Now, it is also in this dimension that Bi’s distinct portrayals of the cinematic
spaces and the narrative designs open up the opportunity to inspect the film from the Merleau-Pontian notion of “embodiment,” a concept detailing the “lived” unity with the world through our body as the agency and through the primacy of perception. The freedom of entering in and out of a realm with undefined boundaries not only
showcases that a certain degree of intimacy can be achieved with a mindset of sensitivity, but ultimately the arousal of perceptual interrogations. The potentiality of the fragments and our hold to them for deeper understandings to the world then yield the same non-dualistic approaches toward the modern landscapes in the film. As
proposed by Shelly Kraicer in the review from Cinema Scope, Kaili Blues brings us
“into direct contact with a vividly imagined dream world, but one that’s quite specifically grounded in details of place, biography, and community.” Bi renders the
film as highly involved in various forms of “evaluations.” It examines to which extent we can sympathize with the characters and their situations. Despite the seemingly illogical narratives, the film in fact constructs a world where perceptions are
encouraged through the temporalization and spatialization of memories. That is, the phenomenon of “exchange” emerges within an underlying continuity where our
perception functions to confirm our current stance and questions the pieces of information given by the perceived. Within such a web of irregularly-connected relationships, the wandering visions will oddly solidify our presence by bringing out the confrontations among divergent perspectives.

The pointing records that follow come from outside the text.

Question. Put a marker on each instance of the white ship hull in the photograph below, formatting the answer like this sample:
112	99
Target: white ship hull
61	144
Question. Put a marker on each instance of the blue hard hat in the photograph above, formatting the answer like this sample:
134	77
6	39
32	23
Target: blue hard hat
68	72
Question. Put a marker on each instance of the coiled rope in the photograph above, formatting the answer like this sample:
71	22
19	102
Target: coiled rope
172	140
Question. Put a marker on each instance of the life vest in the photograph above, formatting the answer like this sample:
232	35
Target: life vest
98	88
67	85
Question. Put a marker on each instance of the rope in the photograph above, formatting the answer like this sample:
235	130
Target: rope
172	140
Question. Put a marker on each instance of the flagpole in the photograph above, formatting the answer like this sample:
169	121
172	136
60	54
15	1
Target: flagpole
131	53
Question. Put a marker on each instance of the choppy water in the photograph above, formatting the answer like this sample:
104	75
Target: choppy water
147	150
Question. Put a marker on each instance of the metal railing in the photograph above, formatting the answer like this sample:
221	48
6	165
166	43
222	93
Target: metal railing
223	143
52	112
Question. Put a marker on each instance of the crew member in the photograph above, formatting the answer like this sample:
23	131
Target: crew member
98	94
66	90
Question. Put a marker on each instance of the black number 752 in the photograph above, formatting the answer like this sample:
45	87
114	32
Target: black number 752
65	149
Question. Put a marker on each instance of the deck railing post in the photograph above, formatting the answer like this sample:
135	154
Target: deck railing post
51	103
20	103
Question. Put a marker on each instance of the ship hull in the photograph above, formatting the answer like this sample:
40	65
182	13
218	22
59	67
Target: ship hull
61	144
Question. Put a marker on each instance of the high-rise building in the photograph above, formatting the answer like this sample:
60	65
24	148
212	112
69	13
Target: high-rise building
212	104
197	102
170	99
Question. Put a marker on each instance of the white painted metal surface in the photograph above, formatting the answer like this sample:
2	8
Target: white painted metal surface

Otherworldly and strangely intimate, the journey from Kaili to Zhenyuan manifests the geographical and emotional intertwinement that brings up a complex temperament. In the fast-changing world, the objects that speak of possible
revitalizations through the downtrodden economy certainly project cinematic potentiality. The ambiguity of the fragments in the larger modern landscape may possibly raise questions in terms of how we confer upon one another the ontological significance together in the process of becoming, and how such a harmony harbors
differences to allow for the mappings of our individual history. The investigations into the fragmentariness of the memorial objects and the traversing bodies should be
further juxtaposed in the discussions of modern ruins in the following chapter, along with Bi’s editing style and his intentional locale selections. In Chapter Two, modern
ruins will be closely examined in regards to how they emerge illustrative of embodied
spaces through Merleau-Pontian phenomenology, and how such cinematic spaces itself demonstrate the image of “transitions” along with the psychological
development of the characters. Based on the investigations, we should gain a better understanding on how modern ruins exhibit crucial filmic elements that not only deepen the film’s visual aesthetics, but its emotional depths.
Chapter Two
Modern Ruins and Merleau-Pontian Embodiment in Kaili Blues
Bi once stated in an interview that “I have a number of ruinous spaces in my film.
Ruins render illusions more easily. A living place once enriching is now left with nothing.” In Kaili Blues, modern ruins indeed ground the fabric of daily scenarios that
join together locality and poetic sensuality. From everyday residences to the overall landscapes, the cinematic spaces of modern ruins in Kaili Blues can be understood as imperative in terms of the discussions of the ambiguous phenomena in the film. The following explorations will thus begin with the characteristics of modern ruins to argue for the influence of such space settings. The sensorial openness evident in the film will then pave way for deeper elaborations on the heightened sense of bodiliness in modern ruins. Later, through Merleau-Pontian notion of “embodiment,” the essence and necessity of the role of body in perceptual experiences will be accentuated to bring out the underlying profundity of primitive understandings toward the world. The
examinations will incorporate the plot setting, cinematography, and editing style to reveal a form of “ruinous” vision toward self, others, and the world.